Overview of Machine Learning Algorithms
Supervised/Unsupervised Learning
Supervised learning
The training data you feed to the algorithm includes the desired solutions, called labels
Typical task:
- Classification
- Regression
Important supervised learning algo:
- k-Nearest Neighbors
- Linear Regression
- Logistic Regression
- Support Vector Machine (SVM)
- Decision Trees and Random Forests
- Neural Networks
Unsupervised learning
Training data is unlabeled.
Important unsupervised learning algo:
Clustering
- K-Means
- DBSCAN
- Hierarchical Cluster Analysis (HCA)
Anomaly detection and novelty detection
- One-class SVM
- Isolation Forest
Visualization and dimensionality reduction
- Principal Component Analysis (PCA)
- Kernel PCA
- Locally-Linear Embedding (LLE)
- t-distributed Stochastic Neighbor Embedding (t-SNE)
Association rule learning
- Apriori
- Eclat
Semisupervised learning (supervised + unsupervised)
Deal with partially labeled training data, usually a lot of unlabeled data and a little bit of labeled data
Reinforcement Learning
The learning system, called an agent in this context, can observe the environment, select and perform actions, and get rewards in return or penalties in the form of negative rewards.
It must then learn by itself what is the best strategy, called a policy, to get the most reward over time.

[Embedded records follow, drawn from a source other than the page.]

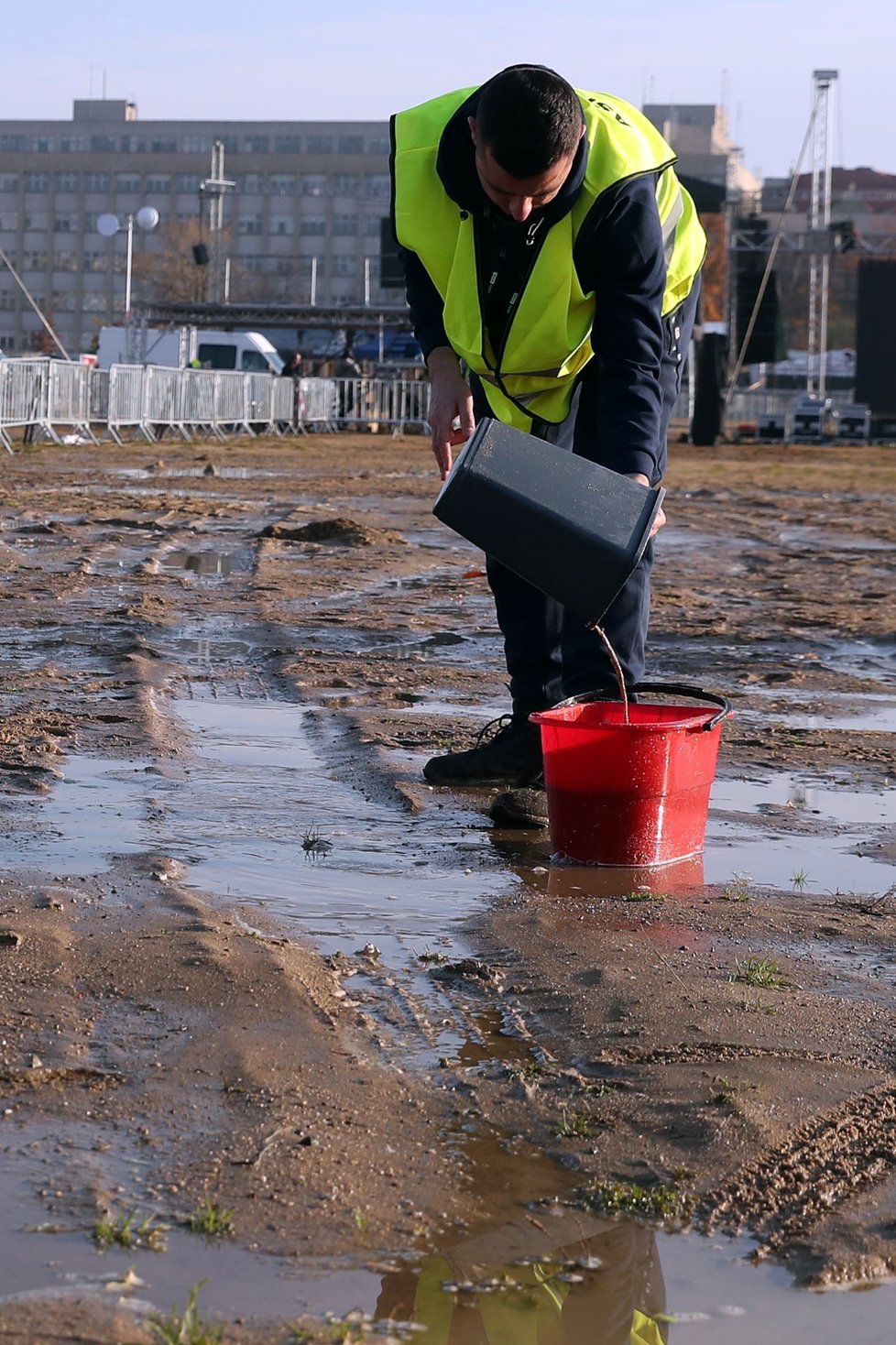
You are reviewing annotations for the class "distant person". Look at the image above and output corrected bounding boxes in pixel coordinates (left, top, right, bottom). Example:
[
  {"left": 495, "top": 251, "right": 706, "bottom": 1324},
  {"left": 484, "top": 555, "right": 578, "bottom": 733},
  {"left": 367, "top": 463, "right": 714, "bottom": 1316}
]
[
  {"left": 279, "top": 350, "right": 301, "bottom": 378},
  {"left": 391, "top": 64, "right": 706, "bottom": 826},
  {"left": 279, "top": 350, "right": 304, "bottom": 425},
  {"left": 333, "top": 342, "right": 361, "bottom": 425}
]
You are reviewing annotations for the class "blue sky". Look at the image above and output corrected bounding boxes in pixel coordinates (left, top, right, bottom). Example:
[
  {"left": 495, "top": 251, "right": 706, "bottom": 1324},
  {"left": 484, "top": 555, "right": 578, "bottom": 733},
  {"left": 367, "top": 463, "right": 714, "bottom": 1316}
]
[{"left": 0, "top": 0, "right": 896, "bottom": 176}]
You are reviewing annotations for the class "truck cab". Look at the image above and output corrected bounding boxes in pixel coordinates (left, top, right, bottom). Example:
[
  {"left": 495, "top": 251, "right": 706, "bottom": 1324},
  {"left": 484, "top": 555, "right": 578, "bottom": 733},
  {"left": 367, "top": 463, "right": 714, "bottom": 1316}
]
[{"left": 97, "top": 327, "right": 282, "bottom": 374}]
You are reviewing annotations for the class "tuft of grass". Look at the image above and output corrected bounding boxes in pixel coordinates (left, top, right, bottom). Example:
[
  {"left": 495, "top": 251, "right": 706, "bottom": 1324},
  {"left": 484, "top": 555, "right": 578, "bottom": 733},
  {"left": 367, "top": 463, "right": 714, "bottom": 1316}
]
[
  {"left": 553, "top": 1107, "right": 591, "bottom": 1139},
  {"left": 187, "top": 1199, "right": 235, "bottom": 1238},
  {"left": 148, "top": 1279, "right": 224, "bottom": 1345},
  {"left": 301, "top": 827, "right": 333, "bottom": 857},
  {"left": 730, "top": 957, "right": 783, "bottom": 990},
  {"left": 581, "top": 1182, "right": 685, "bottom": 1222},
  {"left": 417, "top": 945, "right": 451, "bottom": 967},
  {"left": 93, "top": 1209, "right": 167, "bottom": 1252}
]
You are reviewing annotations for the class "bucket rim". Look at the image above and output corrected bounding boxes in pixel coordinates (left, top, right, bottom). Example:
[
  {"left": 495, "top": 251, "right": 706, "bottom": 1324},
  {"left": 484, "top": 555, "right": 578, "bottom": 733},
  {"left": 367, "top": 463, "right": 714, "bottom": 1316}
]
[
  {"left": 541, "top": 682, "right": 735, "bottom": 729},
  {"left": 529, "top": 698, "right": 723, "bottom": 733}
]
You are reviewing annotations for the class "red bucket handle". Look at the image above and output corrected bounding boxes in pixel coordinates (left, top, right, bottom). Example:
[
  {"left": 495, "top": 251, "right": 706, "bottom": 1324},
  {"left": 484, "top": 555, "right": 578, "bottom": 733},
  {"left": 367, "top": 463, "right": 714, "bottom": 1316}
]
[{"left": 552, "top": 682, "right": 732, "bottom": 732}]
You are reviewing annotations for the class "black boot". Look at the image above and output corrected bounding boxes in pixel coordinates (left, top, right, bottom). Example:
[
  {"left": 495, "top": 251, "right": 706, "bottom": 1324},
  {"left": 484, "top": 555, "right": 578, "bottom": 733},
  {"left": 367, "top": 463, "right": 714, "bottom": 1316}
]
[{"left": 424, "top": 715, "right": 542, "bottom": 785}]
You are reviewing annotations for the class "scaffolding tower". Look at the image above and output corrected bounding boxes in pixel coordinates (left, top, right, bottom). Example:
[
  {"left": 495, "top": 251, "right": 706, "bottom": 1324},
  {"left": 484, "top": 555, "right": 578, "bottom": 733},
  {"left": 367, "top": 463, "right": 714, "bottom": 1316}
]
[{"left": 806, "top": 70, "right": 836, "bottom": 400}]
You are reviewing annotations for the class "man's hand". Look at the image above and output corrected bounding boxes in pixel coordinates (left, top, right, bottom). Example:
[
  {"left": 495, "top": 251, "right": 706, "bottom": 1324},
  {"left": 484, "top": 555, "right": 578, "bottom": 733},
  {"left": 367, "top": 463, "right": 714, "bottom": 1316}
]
[
  {"left": 427, "top": 345, "right": 474, "bottom": 482},
  {"left": 624, "top": 472, "right": 666, "bottom": 541}
]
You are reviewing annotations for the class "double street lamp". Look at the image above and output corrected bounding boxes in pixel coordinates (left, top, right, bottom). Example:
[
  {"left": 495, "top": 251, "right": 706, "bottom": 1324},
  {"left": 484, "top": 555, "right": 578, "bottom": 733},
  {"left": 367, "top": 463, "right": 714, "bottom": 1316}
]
[{"left": 97, "top": 206, "right": 158, "bottom": 327}]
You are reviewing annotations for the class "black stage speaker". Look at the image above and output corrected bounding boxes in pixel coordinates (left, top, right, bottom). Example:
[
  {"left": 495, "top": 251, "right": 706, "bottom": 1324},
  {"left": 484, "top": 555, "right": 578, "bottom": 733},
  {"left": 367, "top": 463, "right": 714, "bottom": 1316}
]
[
  {"left": 379, "top": 215, "right": 405, "bottom": 290},
  {"left": 856, "top": 257, "right": 896, "bottom": 417},
  {"left": 690, "top": 333, "right": 727, "bottom": 448},
  {"left": 736, "top": 268, "right": 786, "bottom": 365}
]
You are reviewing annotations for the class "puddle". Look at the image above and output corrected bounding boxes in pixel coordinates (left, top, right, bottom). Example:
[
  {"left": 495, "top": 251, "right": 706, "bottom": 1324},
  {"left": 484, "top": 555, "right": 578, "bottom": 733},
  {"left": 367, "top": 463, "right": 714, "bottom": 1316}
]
[
  {"left": 738, "top": 686, "right": 896, "bottom": 733},
  {"left": 0, "top": 688, "right": 896, "bottom": 1345},
  {"left": 781, "top": 939, "right": 896, "bottom": 1005},
  {"left": 0, "top": 1139, "right": 896, "bottom": 1345},
  {"left": 710, "top": 772, "right": 896, "bottom": 828},
  {"left": 160, "top": 550, "right": 236, "bottom": 574},
  {"left": 106, "top": 464, "right": 288, "bottom": 482},
  {"left": 778, "top": 525, "right": 892, "bottom": 552}
]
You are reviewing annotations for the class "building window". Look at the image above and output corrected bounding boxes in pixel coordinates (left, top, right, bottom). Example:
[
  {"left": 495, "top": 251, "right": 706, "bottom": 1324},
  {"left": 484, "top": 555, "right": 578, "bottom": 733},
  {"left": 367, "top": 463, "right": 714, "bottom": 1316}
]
[
  {"left": 330, "top": 172, "right": 361, "bottom": 196},
  {"left": 365, "top": 172, "right": 391, "bottom": 201},
  {"left": 236, "top": 172, "right": 265, "bottom": 196}
]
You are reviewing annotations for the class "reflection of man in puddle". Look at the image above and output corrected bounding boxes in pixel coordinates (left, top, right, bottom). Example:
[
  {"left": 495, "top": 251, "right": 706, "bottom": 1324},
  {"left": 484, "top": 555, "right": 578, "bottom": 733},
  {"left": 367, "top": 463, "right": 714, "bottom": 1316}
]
[{"left": 376, "top": 1213, "right": 666, "bottom": 1345}]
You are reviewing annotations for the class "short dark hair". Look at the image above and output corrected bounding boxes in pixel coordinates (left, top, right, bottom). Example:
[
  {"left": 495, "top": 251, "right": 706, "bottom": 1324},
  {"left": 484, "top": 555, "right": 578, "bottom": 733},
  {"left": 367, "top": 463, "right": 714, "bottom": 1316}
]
[{"left": 476, "top": 66, "right": 583, "bottom": 178}]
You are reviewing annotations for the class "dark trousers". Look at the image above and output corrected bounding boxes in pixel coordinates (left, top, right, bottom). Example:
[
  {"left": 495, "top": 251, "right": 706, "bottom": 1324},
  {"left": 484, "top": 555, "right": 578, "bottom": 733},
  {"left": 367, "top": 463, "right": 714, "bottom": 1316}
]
[{"left": 474, "top": 287, "right": 698, "bottom": 716}]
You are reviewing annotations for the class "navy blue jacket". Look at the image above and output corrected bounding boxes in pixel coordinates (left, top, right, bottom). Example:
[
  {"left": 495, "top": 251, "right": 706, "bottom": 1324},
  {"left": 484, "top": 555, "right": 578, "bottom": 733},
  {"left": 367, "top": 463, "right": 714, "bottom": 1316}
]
[{"left": 399, "top": 90, "right": 666, "bottom": 479}]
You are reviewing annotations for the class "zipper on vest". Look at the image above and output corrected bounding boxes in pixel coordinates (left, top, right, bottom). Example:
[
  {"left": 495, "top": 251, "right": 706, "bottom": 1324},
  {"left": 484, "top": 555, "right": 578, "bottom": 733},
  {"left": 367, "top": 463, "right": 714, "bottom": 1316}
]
[{"left": 492, "top": 219, "right": 548, "bottom": 371}]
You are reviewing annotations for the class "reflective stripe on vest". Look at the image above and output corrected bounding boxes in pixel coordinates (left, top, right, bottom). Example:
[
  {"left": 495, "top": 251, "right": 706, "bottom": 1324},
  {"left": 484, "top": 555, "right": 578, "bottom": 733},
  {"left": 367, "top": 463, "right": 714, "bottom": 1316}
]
[{"left": 393, "top": 89, "right": 705, "bottom": 429}]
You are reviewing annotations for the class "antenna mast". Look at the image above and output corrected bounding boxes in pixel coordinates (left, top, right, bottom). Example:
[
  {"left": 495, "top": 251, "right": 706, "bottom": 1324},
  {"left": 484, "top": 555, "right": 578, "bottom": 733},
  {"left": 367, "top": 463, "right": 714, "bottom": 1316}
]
[{"left": 806, "top": 70, "right": 836, "bottom": 399}]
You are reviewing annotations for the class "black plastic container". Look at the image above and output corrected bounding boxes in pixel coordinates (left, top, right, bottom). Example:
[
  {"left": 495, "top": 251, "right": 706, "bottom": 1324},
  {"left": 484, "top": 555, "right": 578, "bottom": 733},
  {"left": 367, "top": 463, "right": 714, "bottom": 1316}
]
[{"left": 432, "top": 419, "right": 664, "bottom": 623}]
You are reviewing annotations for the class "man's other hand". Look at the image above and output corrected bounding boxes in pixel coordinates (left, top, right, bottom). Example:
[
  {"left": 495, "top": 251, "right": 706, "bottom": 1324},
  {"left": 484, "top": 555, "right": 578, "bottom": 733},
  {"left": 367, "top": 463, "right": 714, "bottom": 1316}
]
[{"left": 427, "top": 345, "right": 474, "bottom": 482}]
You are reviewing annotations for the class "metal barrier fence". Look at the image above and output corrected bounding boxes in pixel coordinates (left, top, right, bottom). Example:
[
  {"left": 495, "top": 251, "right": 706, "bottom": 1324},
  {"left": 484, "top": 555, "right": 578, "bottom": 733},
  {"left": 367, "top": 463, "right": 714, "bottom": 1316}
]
[
  {"left": 0, "top": 357, "right": 869, "bottom": 452},
  {"left": 0, "top": 357, "right": 429, "bottom": 452}
]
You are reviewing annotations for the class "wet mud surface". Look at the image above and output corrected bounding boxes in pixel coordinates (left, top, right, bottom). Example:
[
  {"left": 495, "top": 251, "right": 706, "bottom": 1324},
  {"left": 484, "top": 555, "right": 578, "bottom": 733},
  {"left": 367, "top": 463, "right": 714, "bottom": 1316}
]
[{"left": 0, "top": 434, "right": 896, "bottom": 1342}]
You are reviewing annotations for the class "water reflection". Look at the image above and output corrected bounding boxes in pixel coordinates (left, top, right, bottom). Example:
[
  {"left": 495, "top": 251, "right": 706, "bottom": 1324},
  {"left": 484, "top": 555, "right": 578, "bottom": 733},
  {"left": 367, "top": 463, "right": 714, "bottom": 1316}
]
[
  {"left": 548, "top": 854, "right": 704, "bottom": 902},
  {"left": 376, "top": 1207, "right": 667, "bottom": 1345}
]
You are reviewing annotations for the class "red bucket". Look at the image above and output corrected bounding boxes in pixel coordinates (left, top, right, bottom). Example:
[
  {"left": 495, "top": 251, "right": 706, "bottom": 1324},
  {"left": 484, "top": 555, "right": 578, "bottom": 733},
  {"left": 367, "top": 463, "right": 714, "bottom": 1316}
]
[{"left": 530, "top": 682, "right": 730, "bottom": 866}]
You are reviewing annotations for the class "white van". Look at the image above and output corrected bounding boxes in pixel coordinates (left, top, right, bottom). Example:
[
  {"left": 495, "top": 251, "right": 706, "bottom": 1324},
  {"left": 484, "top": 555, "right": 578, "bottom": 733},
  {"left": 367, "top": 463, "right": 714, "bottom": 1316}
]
[{"left": 97, "top": 327, "right": 282, "bottom": 374}]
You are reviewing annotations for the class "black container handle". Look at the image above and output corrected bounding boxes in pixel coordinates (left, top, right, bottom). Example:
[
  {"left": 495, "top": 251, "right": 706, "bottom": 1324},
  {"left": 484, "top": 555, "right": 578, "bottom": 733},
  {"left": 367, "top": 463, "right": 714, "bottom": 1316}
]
[{"left": 552, "top": 682, "right": 730, "bottom": 732}]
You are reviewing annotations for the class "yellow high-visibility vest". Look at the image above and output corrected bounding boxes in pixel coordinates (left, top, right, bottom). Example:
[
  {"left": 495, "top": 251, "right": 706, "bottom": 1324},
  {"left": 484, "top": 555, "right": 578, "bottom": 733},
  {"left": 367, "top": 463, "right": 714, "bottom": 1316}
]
[{"left": 393, "top": 89, "right": 706, "bottom": 431}]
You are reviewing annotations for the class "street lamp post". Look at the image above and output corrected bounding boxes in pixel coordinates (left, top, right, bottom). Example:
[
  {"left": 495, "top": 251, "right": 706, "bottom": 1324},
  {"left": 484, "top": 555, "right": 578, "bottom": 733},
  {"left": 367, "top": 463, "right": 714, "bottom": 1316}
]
[{"left": 97, "top": 206, "right": 158, "bottom": 356}]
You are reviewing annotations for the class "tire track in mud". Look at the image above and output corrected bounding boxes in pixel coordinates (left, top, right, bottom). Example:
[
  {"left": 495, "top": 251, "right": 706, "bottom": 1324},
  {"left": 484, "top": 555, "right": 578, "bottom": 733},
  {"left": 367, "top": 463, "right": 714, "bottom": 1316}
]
[{"left": 695, "top": 1083, "right": 896, "bottom": 1252}]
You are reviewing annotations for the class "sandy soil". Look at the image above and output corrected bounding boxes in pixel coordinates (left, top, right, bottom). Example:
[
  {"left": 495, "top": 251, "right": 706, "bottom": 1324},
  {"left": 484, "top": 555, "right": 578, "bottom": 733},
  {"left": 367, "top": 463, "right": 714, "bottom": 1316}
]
[{"left": 0, "top": 434, "right": 896, "bottom": 1342}]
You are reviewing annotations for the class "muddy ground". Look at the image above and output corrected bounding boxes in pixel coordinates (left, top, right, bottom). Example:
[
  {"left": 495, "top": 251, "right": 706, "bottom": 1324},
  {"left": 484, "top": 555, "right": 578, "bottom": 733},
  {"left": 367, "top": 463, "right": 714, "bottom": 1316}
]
[{"left": 0, "top": 434, "right": 896, "bottom": 1342}]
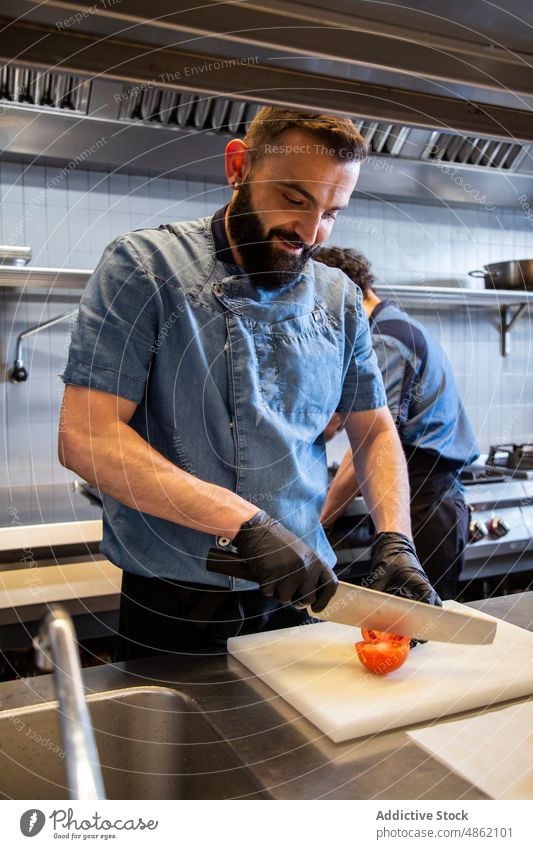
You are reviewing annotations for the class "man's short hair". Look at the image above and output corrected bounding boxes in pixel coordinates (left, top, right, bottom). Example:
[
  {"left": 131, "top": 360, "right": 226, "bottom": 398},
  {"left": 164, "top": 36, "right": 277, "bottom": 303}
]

A policy defines what action the agent should choose when it is in a given situation.
Batch and Online Learning
whether the system can learn incrementally from a stream of incoming data or not
Batch Learning
The system muss be trained using all the available data (I.e., it is incapable of learning incrementally)
First the system is trained, and then it is launched into production and runs without learning anymore; it just applies what it has learned. This is called offline learning.
Want a batch learning system to know about new data?
Need to train a new version of the system from scratch on the full dataset (not just the new data, but also the old data). Then stop the old system and replace it with the new one.
Online Learning
Train the system incrementally by feeding it data instances sequentially, either individually or by small groups called mini-batches.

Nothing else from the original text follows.